Will JUICE flyby an asteroid during its cruise?

 

The discussion took place with the Juice scientists and the ESA project in the second half of 2023. Given the excellent Juice launch performances, it was legitimate to discuss a possible asteroid flyby during the cruise phase.

Even if an asteroid flyby is not an immediate milestone (most likely to take place in 2029), a decision was preferably to be made early for two reasons: first, such a flyby is not in the mission baseline and would need a significant amount of preparation; secondly, the next update of the nominal trajectory requires the best knowledge of the propellant status to study various options.

Preliminary mission analysis and publications from the scientific community gave some indication of the possible flyby opportunities. 

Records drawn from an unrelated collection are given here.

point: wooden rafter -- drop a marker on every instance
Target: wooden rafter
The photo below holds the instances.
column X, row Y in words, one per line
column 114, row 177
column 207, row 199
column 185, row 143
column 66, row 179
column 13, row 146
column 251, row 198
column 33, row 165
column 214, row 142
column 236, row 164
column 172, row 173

An asteroid flyby was obviously of strong interest for the remote sensing instrument teams (MAJIS and JANUS). A compelling target was the asteroid 223 Rosa. However, preliminary analysis indicated that its flyby would require significant propellant usage, which is equivalent to the manoeuvre to reach the 200 km orbit at Ganymede. Much smaller objects requiring less propellant usage (10 m/s) were identified, but not characterized in details yet.

Eventually, the scientists and the project decided to not implement an asteroid flyby, to keep all propellant margins to improve the science return of the nominal mission, for a potential mission extension and for safety.